Let's break down the problem and find the inaccuracies in Emi's process.
First, let's identify the correct steps for computing the variance of a dataset:
1. Calculate the mean of the dataset. This is given as 78.
2. Find the differences between each data point and the mean.
- For 87: [tex]\( 87 - 78 = 9 \)[/tex]
- For 46: [tex]\( 46 - 78 = -32 \)[/tex]
- For 90: [tex]\( 90 - 78 = 12 \)[/tex]
- For 78: [tex]\( 78 - 78 = 0 \)[/tex]
- For 89: [tex]\( 89 - 78 = 11 \)[/tex]
3. Square each of these differences.
- For 87: [tex]\( 9^2 = 81 \)[/tex]
- For 46: [tex]\( (-32)^2 = 1024 \)[/tex]
- For 90: [tex]\( 12^2 = 144 \)[/tex]
- For 78: [tex]\( 0^2 = 0 \)[/tex]
- For 89: [tex]\( 11^2 = 121 \)[/tex]
Therefore, the squared differences are:
[tex]\[ [81, 1024, 144, 0, 121] \][/tex]
4. Sum these squared differences.
[tex]\[ 81 + 1024 + 144 + 0 + 121 = 1370 \][/tex]
5. Divide this sum by the number of data points (N = 5), as this is a population variance calculation.
[tex]\[ \frac{1370}{5} = 274 \][/tex]
So, the correct variance should be 274.
Now identify the errors in Emi's calculation:
Let's review the steps Emi took:
- Emi calculated the differences and squared them, which she actually got correct as: [tex]\( [81, 1024, 144, 0, 121] \)[/tex].
- The key step before misdividing is adding up these squared differences: [tex]\(81 + 1024 + 144 + 0 + 121 = 1370\)[/tex].
Despite these correct steps, Emi misrepresented the addition step:
[tex]\[ \frac{81-1024+144+0+121}{5} = \frac{-678}{5} \][/tex]
The mistake here is:
1. Emi inaccurately calculated: [tex]\(81 - 1024 + 144 + 0 + 121 \)[/tex]. Instead, it should be [tex]\(81 + 1024 + 144 + 0 + 121\)[/tex].
Therefore, the first mistake Emi made is incorrect addition of squared differences.
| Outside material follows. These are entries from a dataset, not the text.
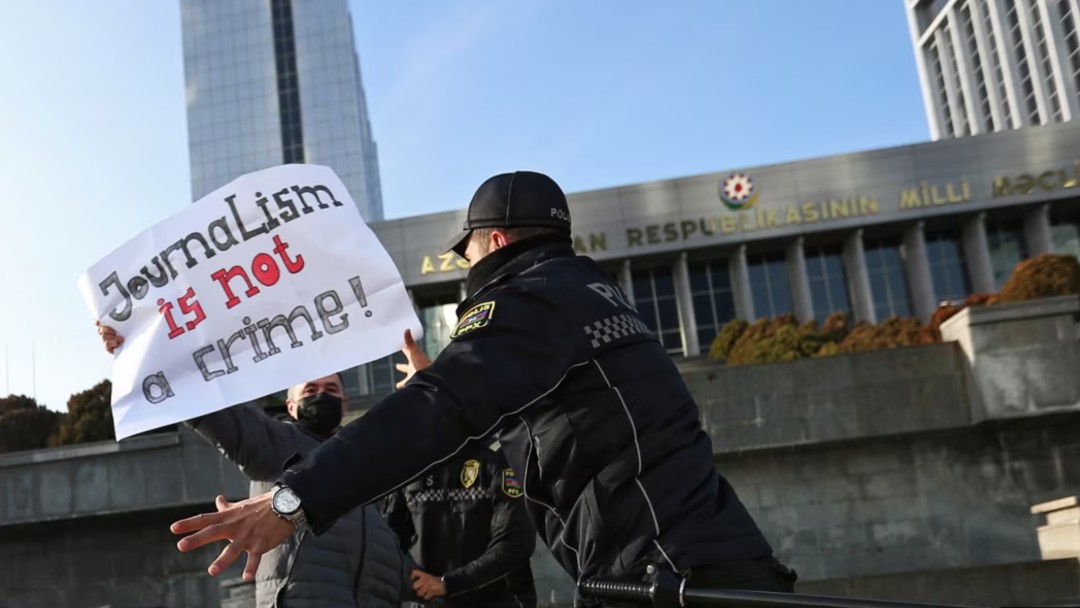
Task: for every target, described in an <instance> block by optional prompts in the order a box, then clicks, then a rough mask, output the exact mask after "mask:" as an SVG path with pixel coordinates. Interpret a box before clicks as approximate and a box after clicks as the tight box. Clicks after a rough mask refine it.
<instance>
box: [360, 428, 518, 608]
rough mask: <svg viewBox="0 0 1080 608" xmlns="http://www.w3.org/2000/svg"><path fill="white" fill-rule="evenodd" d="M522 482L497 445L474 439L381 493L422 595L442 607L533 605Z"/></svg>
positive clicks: (387, 509)
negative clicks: (407, 484) (424, 469)
mask: <svg viewBox="0 0 1080 608" xmlns="http://www.w3.org/2000/svg"><path fill="white" fill-rule="evenodd" d="M523 502H524V499H523V498H522V485H521V481H519V479H518V478H517V476H516V475H514V471H513V469H511V468H510V465H509V464H508V463H507V459H505V457H503V455H502V452H501V451H500V450H499V449H497V448H496V449H492V447H490V446H487V445H484V444H483V443H474V444H470V445H468V446H465V448H464V449H462V450H461V452H460V454H458V456H457V457H456V458H454V459H453V460H450V461H449V462H447V463H445V464H444V465H443V467H441V468H440V469H438V470H436V471H433V472H431V473H429V474H428V475H424V476H422V477H420V478H418V479H416V481H415V482H413V483H411V484H408V485H407V486H405V487H403V488H401V489H399V490H397V491H395V492H394V494H392V495H390V496H388V497H387V498H386V500H384V502H383V510H382V514H383V516H384V517H386V519H387V523H389V524H390V527H391V528H392V529H393V530H394V531H395V532H396V533H397V537H399V538H400V539H401V541H402V549H404V550H405V551H410V552H411V555H413V558H414V559H416V562H417V563H418V564H419V565H420V567H421V568H423V570H414V571H413V572H411V575H413V580H414V581H415V585H416V592H417V594H418V595H419V596H420V597H422V598H423V599H430V598H432V597H443V596H445V597H446V600H445V604H444V606H446V607H447V608H534V607H535V606H536V605H537V595H536V585H535V584H534V582H532V569H531V567H530V566H529V558H530V557H531V556H532V550H534V549H535V548H536V529H535V528H534V527H532V524H531V523H530V522H529V517H528V513H526V512H525V506H524V504H523Z"/></svg>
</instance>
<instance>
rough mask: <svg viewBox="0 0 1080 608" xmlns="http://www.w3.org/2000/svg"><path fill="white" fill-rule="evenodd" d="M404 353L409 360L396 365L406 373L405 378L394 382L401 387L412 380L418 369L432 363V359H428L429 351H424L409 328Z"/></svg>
mask: <svg viewBox="0 0 1080 608" xmlns="http://www.w3.org/2000/svg"><path fill="white" fill-rule="evenodd" d="M402 353H403V354H404V355H405V359H407V360H408V363H399V364H397V365H395V366H394V367H396V368H397V370H399V371H401V373H402V374H404V375H405V378H404V379H402V381H401V382H397V383H396V384H394V386H395V387H397V388H399V389H401V388H402V387H404V386H405V382H408V381H409V380H411V379H413V375H415V374H416V373H417V371H419V370H421V369H423V368H424V367H428V366H429V365H431V360H430V359H428V353H426V352H423V349H421V348H420V346H419V344H417V343H416V340H414V339H413V332H410V330H408V329H406V330H405V347H404V348H402Z"/></svg>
Option presented specific errors are:
- "Emi failed to find the difference of 89 - 78 correctly," which seems correct since differences listing seems correct.
- "Emi divided by [tex]\(N-1\)[/tex] instead of [tex]\(N\)[/tex]," which implies different statistics logic, but her aggregation misled more immediate fault during squared sum first inaccuracy pinpoint.
Thus, ultimately, identification clears on Emi's primary fault in wrongly summed squared differences accurately leading correct analysis.